Wanted to update this thread Incase anybody does some searching and is looking for info on this boot. I’ve tried them with several different bindings and the pain stays the same. The only way they are not painful is if I leave the ankle strap loose enough for my boot to move around in the binding. They are supper comfortable boots until you strap in in them. I think it has to do with the shape of the boot where it comes over the top of your foot and up the ankle like somebody else mentioned. Also the boots are falling apart and getting holes in them after one season. 
Don’t be fooled by the rating of 4.5 snowflakes from suuurfey to butterz


----------



## heymonroe (Feb 22, 2018)

northidahomike said:


> Wanted to update this thread Incase anybody does some searching and is looking for info on this boot.
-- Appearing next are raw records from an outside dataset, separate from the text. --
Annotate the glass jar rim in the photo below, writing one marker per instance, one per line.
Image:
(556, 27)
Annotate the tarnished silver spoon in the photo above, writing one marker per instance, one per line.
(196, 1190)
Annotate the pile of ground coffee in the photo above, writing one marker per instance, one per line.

I’ve tried them with several different bindings and the pain stays the same. The only way they are not painful is if I leave the ankle strap loose enough for my boot to move around in the binding. They are supper comfortable boots until you strap in in them. I think it has to do with the shape of the boot where it comes over the top of your foot and up the ankle like somebody else mentioned. Also the boots are falling apart and getting holes in them after one season.
> Don’t be fooled by the rating of 4.5 snowflakes from suuurfey to butterz


I can't speak to the holes, but I've managed to get around the pain by doing some lace hacking. I've taken out the top lace cross from the lower section, and when I lace up I go straight up each side on the hooks, and then cross over at the top hook. My foot is still in the boot securely but there are no laces crossing over my foot's instep, this allows me to crank the ankle strap down enough and I don't feel the pressure point. YMMV.


----------



## northidahomike (Dec 29, 2016)

Right on. I should’ve specified I have the boas. I’ll see if I can mess around with the Boa system and try to get something similar to what you’re doing


----------



## Vegasrob (Dec 24, 2019)

northidahomike said:


> I just got a pair of adidas response adv boots. Size 9.5. They fit perfectly, very comfy walking around. My feet have normal arches. I use union atlas medium bindings. I get pain in the top of my foot right where the ankle strap comes across. It goes away when I get out of the bindings. Anything I can do to fix this? Is this a boot or binding problem?


I just googled tip of foot hurting from bindings and this pops up. I actually have the same bindings. I never had issues with other bindings


----------